Hoje, Jocely Ferro além de ser administradora é, mentora e coach de carreira, consultora de recursos humanos, analista comportamental e coautora do livro “Cresça e Aconteça: 24 Chaves para o seu Desenvolvimento Profissional”. Através das consultorias, ela propõe aos empresários que para desenvolver os negócios, é preciso primordialmente desenvolver as pessoas.

“Isso faz parte de um planejamento estratégico. Por trás de um sistema financeiro tem pessoas, por trás de qualquer negócio quem move são as pessoas, então o principal capital de uma empresa é o ser humano”,  explica ela.

“Achavam que eu tinha uma doença contagiosa”

A história de Jocely não se limita a isso. Sua aceitação em relação ao vitiligo também serve de inspiração para outras mulheres.

As primeiras lesões na pele de Jocely apareceram com 5 anos de idade. Para a família, a doença era desconhecida e pagar a um especialista para entender o caso fugia da realidade financeira. Desse modo, a falta de informação prevaleceu e o bullying se fez presente em boa parte da sua infância/adolescência.

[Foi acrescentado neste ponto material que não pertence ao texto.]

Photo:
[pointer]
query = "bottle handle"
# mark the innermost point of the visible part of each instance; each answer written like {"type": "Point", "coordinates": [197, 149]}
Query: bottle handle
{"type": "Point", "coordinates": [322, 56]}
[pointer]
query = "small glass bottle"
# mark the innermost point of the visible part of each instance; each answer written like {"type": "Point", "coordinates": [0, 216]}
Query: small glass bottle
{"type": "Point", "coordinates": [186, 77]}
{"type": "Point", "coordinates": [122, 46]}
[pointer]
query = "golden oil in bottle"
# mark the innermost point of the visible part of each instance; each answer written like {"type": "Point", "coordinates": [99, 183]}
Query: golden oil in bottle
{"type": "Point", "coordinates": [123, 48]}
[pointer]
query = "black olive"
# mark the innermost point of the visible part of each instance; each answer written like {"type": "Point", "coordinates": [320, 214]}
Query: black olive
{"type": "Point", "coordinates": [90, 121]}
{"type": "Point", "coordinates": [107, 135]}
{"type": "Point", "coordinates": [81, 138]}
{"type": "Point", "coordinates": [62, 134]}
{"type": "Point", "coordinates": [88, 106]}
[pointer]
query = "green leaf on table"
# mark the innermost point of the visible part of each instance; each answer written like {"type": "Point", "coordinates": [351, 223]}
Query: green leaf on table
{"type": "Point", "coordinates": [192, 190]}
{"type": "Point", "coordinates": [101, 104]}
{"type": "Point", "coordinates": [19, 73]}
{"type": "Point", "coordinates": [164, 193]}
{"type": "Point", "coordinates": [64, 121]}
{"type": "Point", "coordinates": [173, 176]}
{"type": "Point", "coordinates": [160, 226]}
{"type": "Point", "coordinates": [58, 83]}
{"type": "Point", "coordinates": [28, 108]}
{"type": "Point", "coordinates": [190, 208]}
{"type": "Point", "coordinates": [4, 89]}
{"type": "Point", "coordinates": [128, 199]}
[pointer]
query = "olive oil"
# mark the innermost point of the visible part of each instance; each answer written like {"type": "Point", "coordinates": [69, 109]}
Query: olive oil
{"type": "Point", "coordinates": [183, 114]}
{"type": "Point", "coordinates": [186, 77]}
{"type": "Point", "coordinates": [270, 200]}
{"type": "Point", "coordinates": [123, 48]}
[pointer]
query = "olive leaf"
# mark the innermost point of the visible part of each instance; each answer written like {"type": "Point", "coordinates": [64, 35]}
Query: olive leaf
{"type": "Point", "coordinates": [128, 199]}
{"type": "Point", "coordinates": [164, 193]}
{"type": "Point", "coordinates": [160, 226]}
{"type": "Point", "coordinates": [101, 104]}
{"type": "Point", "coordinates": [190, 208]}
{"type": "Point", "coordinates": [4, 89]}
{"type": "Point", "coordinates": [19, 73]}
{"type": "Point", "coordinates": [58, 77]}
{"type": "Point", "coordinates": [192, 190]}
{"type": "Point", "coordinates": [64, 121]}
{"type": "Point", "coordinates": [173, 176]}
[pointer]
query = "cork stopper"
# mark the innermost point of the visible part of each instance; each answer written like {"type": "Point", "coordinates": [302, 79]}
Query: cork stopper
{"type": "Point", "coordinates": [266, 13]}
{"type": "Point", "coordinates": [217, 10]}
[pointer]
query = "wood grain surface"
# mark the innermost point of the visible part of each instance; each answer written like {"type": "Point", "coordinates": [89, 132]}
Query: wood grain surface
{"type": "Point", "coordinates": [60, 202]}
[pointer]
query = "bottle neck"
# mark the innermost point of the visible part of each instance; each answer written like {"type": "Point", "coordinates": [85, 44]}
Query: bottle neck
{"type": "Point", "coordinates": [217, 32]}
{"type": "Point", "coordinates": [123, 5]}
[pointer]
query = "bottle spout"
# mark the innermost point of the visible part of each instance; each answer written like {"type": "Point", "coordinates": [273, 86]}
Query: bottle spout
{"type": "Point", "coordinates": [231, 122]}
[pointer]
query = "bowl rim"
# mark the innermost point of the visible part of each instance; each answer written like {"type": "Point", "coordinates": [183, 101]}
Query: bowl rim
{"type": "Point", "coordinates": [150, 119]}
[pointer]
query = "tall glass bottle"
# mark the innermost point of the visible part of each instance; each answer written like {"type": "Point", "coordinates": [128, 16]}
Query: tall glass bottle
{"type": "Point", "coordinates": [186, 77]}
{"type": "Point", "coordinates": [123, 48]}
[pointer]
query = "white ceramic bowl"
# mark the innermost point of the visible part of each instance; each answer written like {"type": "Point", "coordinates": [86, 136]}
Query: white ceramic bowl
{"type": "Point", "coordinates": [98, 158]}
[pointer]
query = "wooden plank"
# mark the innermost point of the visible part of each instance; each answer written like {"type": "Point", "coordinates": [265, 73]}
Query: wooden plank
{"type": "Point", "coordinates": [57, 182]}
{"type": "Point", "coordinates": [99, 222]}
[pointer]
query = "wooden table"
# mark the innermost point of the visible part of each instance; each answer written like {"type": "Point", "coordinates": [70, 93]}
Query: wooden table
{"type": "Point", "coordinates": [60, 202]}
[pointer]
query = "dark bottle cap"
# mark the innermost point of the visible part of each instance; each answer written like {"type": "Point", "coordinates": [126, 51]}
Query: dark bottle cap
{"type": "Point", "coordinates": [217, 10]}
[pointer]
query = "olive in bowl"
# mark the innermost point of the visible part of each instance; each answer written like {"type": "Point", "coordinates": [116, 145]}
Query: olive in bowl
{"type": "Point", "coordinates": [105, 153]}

“Na escola eu era apelidada por besta pampa, pintadinha ou até manchadinha. Lembro que às vezes eu queria dormir na casa de alguma colega, mas nunca conseguia, porque a mãe dela achava que eu tinha uma doença contagiosa”, relembra ela.

A falta de informação ainda persiste. Os olhares e as receitas de cura não pararam de aparecer, mas ela resolveu encarar o vitiligo de forma natural e leve, e sempre que tem oportunidade, fala sobre a doença e desmistifica esses estigmas. Essa maneira de lidar com a doença tem, inclusive, inspirado outras mulheres a se aceitarem e, consequentemente, mostrar mais o seu corpo.

“Eu me mostro mesmo para que as pessoas enxerguem outras possibilidades e percebam que podem viver tranquilamente com isso, coloco meu short e vou correr na praia e vou  para qualquer canto desse jeito. Eu até esqueço que tenho vitiligo”, afirma Jocely.